The selection of a retirement plan is fraught with peril for the uninitiated. The myriad of plans (qualified plans, defined benefit plans, etc.) and the host of regulations which govern them is daunting even to the financial advisors that promote them to small business owners.
As a result of this maze, many financial advisors and business owners settle for “the plan in a box.” These retirement plans are referred to as prototype plans. The premise of the prototype plan is “one size fits all.” These plans are easy to understand, simple to administer and cheap. The word “cheap” reminds me of something my mother was fond of saying, “If it is too good to be true, it is!”
I would like to illustrate my mother’s observation on life with a husband and wife team which owns a small business. Gladys and George Madeit have owned their business for over 25 years. The children are through with school (private, college and graduate), the weddings are paid for and Gladys and George are finally able to “breathe.”
The Madeits have one full-time employee, age 27, Jane, and a part-time employee, Bob. After expenses are paid there is about $250,000 left to be allocated between wages and distributions for Gladys and George.
The Madeits approached our firm for a comprehensive business and financial plan. After a review of their documents, it was noted that their contributions to retirement plans was only $6,000. When we inquired as to why such a low amount was being contributed, they replied that “all that we are allowed to contribute is 3 percent of wages, $3,000 for each of us.”

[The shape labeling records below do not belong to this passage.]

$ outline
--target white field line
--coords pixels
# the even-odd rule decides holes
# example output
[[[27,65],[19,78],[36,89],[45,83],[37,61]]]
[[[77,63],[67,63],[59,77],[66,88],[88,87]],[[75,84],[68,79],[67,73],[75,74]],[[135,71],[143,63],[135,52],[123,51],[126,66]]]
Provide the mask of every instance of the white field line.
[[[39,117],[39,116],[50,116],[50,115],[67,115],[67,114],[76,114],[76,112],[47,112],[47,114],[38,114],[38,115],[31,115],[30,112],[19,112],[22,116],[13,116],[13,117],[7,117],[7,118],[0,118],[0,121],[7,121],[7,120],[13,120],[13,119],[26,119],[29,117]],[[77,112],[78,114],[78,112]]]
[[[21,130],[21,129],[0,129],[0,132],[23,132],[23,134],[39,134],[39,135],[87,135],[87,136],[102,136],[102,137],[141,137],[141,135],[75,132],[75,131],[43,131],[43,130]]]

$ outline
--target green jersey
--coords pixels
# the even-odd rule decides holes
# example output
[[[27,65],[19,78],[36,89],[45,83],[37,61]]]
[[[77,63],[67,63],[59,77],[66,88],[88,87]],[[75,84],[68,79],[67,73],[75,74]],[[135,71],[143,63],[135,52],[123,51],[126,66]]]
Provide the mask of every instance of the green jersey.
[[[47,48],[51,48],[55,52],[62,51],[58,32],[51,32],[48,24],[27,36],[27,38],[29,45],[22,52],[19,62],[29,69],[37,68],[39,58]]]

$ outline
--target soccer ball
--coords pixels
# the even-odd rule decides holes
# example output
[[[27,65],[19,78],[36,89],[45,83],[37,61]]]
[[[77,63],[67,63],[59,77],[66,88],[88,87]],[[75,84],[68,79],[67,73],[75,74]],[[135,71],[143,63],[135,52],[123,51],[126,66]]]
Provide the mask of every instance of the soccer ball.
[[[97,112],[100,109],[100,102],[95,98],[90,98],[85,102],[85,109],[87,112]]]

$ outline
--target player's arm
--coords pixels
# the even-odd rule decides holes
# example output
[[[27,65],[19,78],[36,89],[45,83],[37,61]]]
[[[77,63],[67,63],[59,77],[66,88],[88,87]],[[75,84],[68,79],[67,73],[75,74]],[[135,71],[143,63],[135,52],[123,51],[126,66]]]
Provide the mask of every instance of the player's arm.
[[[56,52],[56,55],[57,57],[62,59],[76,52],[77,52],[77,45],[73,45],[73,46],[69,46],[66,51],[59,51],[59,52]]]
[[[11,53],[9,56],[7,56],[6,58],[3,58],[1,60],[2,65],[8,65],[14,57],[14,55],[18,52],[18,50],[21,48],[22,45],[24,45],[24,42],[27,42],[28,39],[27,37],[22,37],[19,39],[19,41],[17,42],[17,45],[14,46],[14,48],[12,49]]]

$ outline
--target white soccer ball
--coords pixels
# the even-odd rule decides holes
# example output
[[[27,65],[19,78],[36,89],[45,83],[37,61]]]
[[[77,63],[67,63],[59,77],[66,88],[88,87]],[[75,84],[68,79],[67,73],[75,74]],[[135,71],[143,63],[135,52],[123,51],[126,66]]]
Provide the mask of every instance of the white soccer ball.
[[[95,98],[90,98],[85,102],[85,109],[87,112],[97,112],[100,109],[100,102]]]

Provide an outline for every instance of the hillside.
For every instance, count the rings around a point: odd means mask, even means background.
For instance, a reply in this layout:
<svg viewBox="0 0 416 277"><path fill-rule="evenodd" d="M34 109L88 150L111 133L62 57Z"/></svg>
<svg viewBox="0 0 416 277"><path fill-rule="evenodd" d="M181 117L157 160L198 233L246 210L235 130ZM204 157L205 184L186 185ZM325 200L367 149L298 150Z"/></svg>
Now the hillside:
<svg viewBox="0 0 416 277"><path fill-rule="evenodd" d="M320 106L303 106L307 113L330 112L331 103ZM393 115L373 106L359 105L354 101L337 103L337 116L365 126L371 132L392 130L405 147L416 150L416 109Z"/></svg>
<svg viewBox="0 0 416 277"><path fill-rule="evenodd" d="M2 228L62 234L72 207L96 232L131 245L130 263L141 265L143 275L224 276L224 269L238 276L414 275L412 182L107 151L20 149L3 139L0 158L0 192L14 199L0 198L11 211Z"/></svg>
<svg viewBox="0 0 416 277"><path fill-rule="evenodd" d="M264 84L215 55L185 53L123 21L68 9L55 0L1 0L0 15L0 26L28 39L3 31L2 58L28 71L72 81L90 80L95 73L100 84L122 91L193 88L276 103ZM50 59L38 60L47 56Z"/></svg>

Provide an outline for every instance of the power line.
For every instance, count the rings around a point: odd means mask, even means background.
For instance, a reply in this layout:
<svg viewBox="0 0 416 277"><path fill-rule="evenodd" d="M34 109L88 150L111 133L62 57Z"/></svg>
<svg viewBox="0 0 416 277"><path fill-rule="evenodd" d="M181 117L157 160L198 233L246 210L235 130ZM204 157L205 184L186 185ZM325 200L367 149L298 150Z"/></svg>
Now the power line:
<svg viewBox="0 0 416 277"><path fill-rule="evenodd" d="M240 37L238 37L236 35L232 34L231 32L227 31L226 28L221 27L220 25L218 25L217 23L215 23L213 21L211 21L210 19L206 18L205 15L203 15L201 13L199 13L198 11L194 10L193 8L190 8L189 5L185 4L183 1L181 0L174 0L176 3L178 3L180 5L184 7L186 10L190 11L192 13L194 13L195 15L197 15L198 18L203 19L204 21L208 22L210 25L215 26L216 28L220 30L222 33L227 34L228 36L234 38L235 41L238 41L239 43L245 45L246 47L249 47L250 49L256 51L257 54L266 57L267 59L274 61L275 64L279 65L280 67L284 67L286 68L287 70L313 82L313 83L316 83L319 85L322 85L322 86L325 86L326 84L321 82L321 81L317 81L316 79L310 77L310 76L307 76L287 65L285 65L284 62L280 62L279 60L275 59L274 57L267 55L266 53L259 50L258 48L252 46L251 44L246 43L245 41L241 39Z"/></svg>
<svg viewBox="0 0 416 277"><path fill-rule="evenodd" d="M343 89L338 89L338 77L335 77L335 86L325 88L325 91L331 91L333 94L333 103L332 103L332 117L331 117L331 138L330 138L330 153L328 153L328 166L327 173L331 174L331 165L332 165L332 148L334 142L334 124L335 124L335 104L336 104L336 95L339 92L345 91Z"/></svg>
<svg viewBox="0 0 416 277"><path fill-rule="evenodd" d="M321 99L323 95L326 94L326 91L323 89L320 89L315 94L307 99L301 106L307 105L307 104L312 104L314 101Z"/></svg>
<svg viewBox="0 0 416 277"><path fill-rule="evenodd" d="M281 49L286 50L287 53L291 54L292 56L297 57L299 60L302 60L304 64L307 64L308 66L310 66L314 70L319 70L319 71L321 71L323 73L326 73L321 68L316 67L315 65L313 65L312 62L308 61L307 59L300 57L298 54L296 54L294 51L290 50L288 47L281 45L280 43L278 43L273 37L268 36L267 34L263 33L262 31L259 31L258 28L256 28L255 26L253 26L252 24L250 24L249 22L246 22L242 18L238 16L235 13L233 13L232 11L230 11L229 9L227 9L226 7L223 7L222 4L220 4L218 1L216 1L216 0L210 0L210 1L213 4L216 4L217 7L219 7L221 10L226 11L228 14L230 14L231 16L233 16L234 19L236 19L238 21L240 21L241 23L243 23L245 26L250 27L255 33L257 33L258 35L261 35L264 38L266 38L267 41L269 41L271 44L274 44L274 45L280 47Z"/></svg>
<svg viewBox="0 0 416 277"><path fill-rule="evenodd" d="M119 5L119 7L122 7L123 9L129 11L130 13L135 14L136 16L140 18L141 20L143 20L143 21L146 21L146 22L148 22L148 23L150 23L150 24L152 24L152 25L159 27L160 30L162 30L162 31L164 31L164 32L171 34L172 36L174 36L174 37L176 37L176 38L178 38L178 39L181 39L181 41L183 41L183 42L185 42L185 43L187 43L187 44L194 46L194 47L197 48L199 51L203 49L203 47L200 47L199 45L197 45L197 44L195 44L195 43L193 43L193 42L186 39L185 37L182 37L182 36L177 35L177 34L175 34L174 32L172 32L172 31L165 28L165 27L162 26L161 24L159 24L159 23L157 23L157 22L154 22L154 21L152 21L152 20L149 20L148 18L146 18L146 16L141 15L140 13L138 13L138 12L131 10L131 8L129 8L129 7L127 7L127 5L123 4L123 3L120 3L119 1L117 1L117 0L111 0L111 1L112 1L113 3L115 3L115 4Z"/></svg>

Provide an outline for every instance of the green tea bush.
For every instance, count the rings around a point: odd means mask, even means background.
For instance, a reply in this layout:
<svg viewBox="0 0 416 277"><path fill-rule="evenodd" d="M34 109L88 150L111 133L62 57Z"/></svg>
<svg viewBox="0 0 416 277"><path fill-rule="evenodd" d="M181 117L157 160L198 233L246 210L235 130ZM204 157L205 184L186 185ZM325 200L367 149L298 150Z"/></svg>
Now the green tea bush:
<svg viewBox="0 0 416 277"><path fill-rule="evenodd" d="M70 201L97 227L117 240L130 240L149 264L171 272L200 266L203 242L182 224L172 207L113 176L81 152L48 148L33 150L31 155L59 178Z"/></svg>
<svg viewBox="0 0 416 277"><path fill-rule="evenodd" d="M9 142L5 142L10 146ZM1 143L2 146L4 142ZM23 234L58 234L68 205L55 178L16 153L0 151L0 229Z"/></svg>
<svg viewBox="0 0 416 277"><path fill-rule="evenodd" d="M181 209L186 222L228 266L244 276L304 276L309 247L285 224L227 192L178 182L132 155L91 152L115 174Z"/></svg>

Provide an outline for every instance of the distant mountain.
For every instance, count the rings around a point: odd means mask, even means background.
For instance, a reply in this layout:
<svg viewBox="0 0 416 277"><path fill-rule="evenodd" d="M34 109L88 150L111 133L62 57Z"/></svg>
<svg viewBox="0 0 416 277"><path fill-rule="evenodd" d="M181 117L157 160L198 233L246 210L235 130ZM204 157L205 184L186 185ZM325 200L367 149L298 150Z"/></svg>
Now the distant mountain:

After a review of their plan, we discovered that many years ago they had purchased a prototype profit sharing plan. It was a “safe harbor plan” with a mandatory 3 percent contribution for all employees. They were aware that they could put away more than 3 percent of their income; however, they did not want to contribute any more money to Jane, their full-time employee.
‘Safe harbor’ plan has drawbacks
They had purchased a profit sharing plan in a box. It was cheap, flexible (contributions only had to be substantial and reoccurring) and not mandatory. However, their choice had eliminated a 401-k provision and social security integration for their plan. These two additional options would have allowed them to contribute an additional $44,000 (2010 figures) and save $18,040 in income taxes (state and federal).
Additionally, because they had purchased a prototype plan, they were responsible for the annual plan updates, which had not been accomplished since 1991. The issues they faced were much more serious.
George had chosen to be the trustee for his plan, which is a fiduciary under the law. Because he and Gladys were close to retirement, he selected certificates of deposit as the only investment vehicle for the plan.
The Employee Retirement Income Securities Act imposes upon a fiduciary a duty to diversify plan investments “so as to minimize the risk of large losses…” Clearly they had run afoul of the act.
What they had purchased was too good to be true. They had been “penny wise and pound foolish.” Not only had they selected the wrong design for a retirement plan, they had chosen to take on responsibilities for which they were ill-prepared.
The universe of retirement plans is quite extensive. There are plans based on Individual Retirement Account (IRA) vehicles, plans which are qualified (defined benefit and defined contribution) and plans which are really not retirement plans at all, but are perceived by the public to be retirement plans.
Defined benefit plans
The first of the qualified plans is the defined benefit plan. This is the traditional retirement plan. If you work for an employer for a certain number of years, you are promised a benefit, a series of payments for life at retirement which represents a percentage of your pre-retirement earnings.